C’est à part si l’on considère la forme, et le « fonctionnement » d’un texte par rapport au « fonctionnement » d’un morceau (qu’on réécoute beaucoup plus souvent qu’on ne relit un texte, qui permet plusieurs voix simultanées, dont le sens est nettement moins didactique et surtout, qui n’a pas besoin de traduction !) ; ceci étant, pour moi, il s’agit sans conteste du même univers. Complémentaire ? je ne sais pas ; une autre façon de dire, sans doute…


Par rapport à notre discussion sur la musique, peux-tu faire des parallèles avec le milieu de l'édition ou est-ce différent ?

C’est différent, je crois. Je trouve, et surtout j’ai trouvé, au moment où je fréquentais assidûment et simultanément les réseaux fanzines, graphzines, revues et musique, que le réseau « poésie » est le plus fermé, le plus ancré sur des sensibilités de chapelles… J’ai trouvé ça compliqué, et assez — j’allais dire irrationnel — déplaisant parfois, disons. Mais, ceci étant, j’ai beaucoup publié en revues, jadis, et certaines furent très accueillantes et stimulantes.
Il y eut une époque où le parallèle était plus sensible : revues photocopiées, musique sur cassettes… Ça a changé. En revanche, il y a davantage de mix musique/écriture… Comme par exemple la revue « d’ici là » éditée par la plateforme internet « Publie.net » où se mélangent image, texte et son.


Pour terminer un petit mots sur tes projets pour cette fin d'année ?

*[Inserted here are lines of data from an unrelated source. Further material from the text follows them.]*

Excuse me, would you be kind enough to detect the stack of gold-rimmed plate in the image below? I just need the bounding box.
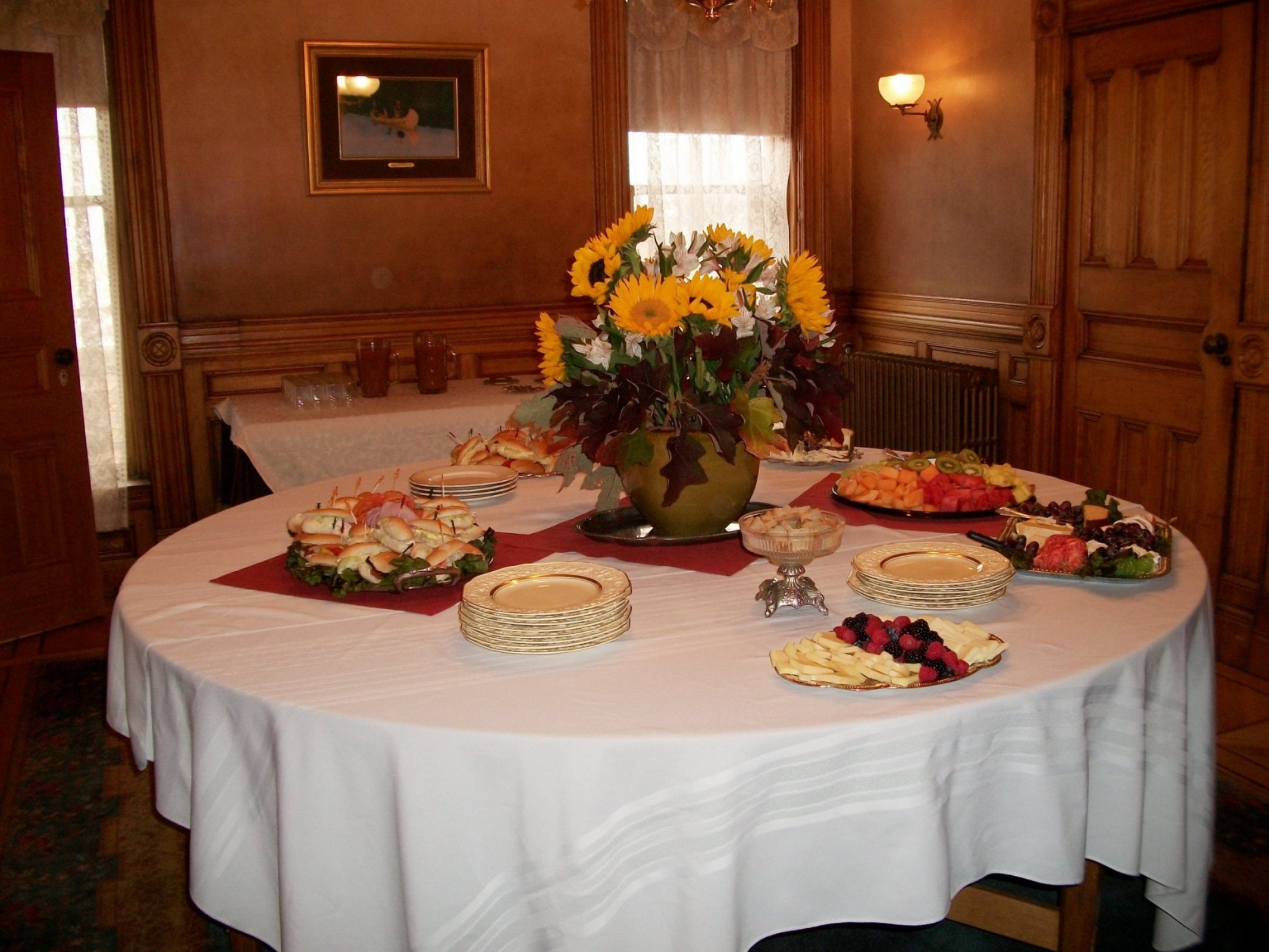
[458,562,631,655]
[847,540,1014,608]
[410,465,516,503]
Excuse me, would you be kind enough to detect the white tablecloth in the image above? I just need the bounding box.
[108,465,1213,952]
[216,377,535,493]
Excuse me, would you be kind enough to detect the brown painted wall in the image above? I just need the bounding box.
[834,0,1036,301]
[825,0,853,289]
[155,0,595,321]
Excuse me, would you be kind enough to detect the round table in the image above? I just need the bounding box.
[108,464,1213,952]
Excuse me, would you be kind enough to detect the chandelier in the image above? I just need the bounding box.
[688,0,775,23]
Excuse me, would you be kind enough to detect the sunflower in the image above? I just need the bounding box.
[569,237,621,305]
[538,311,563,386]
[608,274,688,337]
[784,251,830,336]
[604,204,652,249]
[687,274,737,324]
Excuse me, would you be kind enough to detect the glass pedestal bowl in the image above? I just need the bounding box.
[740,511,847,618]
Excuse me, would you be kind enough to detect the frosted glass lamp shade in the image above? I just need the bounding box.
[335,76,380,96]
[877,73,925,105]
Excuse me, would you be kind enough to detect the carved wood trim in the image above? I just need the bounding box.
[850,297,1030,345]
[109,0,195,534]
[590,0,631,234]
[1065,0,1230,33]
[789,0,832,261]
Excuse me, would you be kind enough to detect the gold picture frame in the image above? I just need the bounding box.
[303,40,490,196]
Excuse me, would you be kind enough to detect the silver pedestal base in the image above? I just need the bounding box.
[754,565,829,618]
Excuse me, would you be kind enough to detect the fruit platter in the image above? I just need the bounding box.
[770,612,1009,691]
[287,490,495,598]
[831,449,1034,518]
[979,490,1173,581]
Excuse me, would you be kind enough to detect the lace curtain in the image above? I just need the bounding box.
[627,0,798,256]
[0,0,127,532]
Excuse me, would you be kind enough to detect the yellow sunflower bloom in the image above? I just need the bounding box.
[687,274,737,325]
[538,311,563,386]
[608,274,688,337]
[604,204,652,249]
[569,237,621,305]
[784,251,829,336]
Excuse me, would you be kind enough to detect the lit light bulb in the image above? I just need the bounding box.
[877,73,925,105]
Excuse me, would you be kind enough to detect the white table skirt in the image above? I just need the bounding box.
[216,377,537,493]
[108,465,1213,952]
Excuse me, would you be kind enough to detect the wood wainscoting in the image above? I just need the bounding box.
[176,301,590,522]
[839,291,1051,469]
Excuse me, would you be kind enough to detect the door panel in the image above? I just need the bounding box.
[1062,4,1252,581]
[0,52,102,641]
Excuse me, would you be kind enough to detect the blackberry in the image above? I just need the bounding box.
[904,618,930,641]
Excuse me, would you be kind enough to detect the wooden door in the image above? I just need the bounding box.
[0,52,103,641]
[1060,4,1252,574]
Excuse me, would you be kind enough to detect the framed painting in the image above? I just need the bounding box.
[303,40,488,196]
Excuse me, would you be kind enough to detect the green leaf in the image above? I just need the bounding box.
[731,390,788,458]
[617,430,652,469]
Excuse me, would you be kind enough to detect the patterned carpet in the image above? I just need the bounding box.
[0,659,1269,952]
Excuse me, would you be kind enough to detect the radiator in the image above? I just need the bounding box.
[841,352,1000,459]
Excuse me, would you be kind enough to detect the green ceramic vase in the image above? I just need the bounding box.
[619,430,759,536]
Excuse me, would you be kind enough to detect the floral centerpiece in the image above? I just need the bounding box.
[520,206,849,533]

Bon je vais oublier des choses, c’est sûr…
• sortie imminente du vol.2 Frank Pahl / Klimperei chez Jardin au fou, France
• un cd avec Dominique Grimaud, tout à la guitare électrique, à paraître chez Acidsoxx, USA
• les volumes 4 et 5 des IWM (improvisations with myself), thèmes : 4 – « los paranos » (morceaux du début des années 80 revisités) ; 5 – « de quelques directions » (avec un morceau dédicacé à ELP, Egg, Triumvirat & Gentle Giant), chez In-Poly-Sons, France
• un cd avec David Fenech, qui est quasiment terminé
• un cd en préparation, lente, chez Novel Cell Poem, Japon
• un travail en cours avec GNG (France)
Pour la fin d’année, ce sera tout…


Le mot de la fin ?

Juste cette joie parfois : le mot d’un(e) inconnu(e), par mail, qui me dit avoir été touché(e), ému(e) par tel morceau, tel album… De même que la musique, en tant qu’auditeur, a, à certains moments, changé ma vie, peut-être de façon infinitésimale, peut-être davantage, penser que je puisse ajouter une petite bricole tendre ou curieuse au monde me comble. Et sans doute cette idée de laisser un petit quelque chose, une trace, un message au futur, dans une bouteille… J’y pense parfois.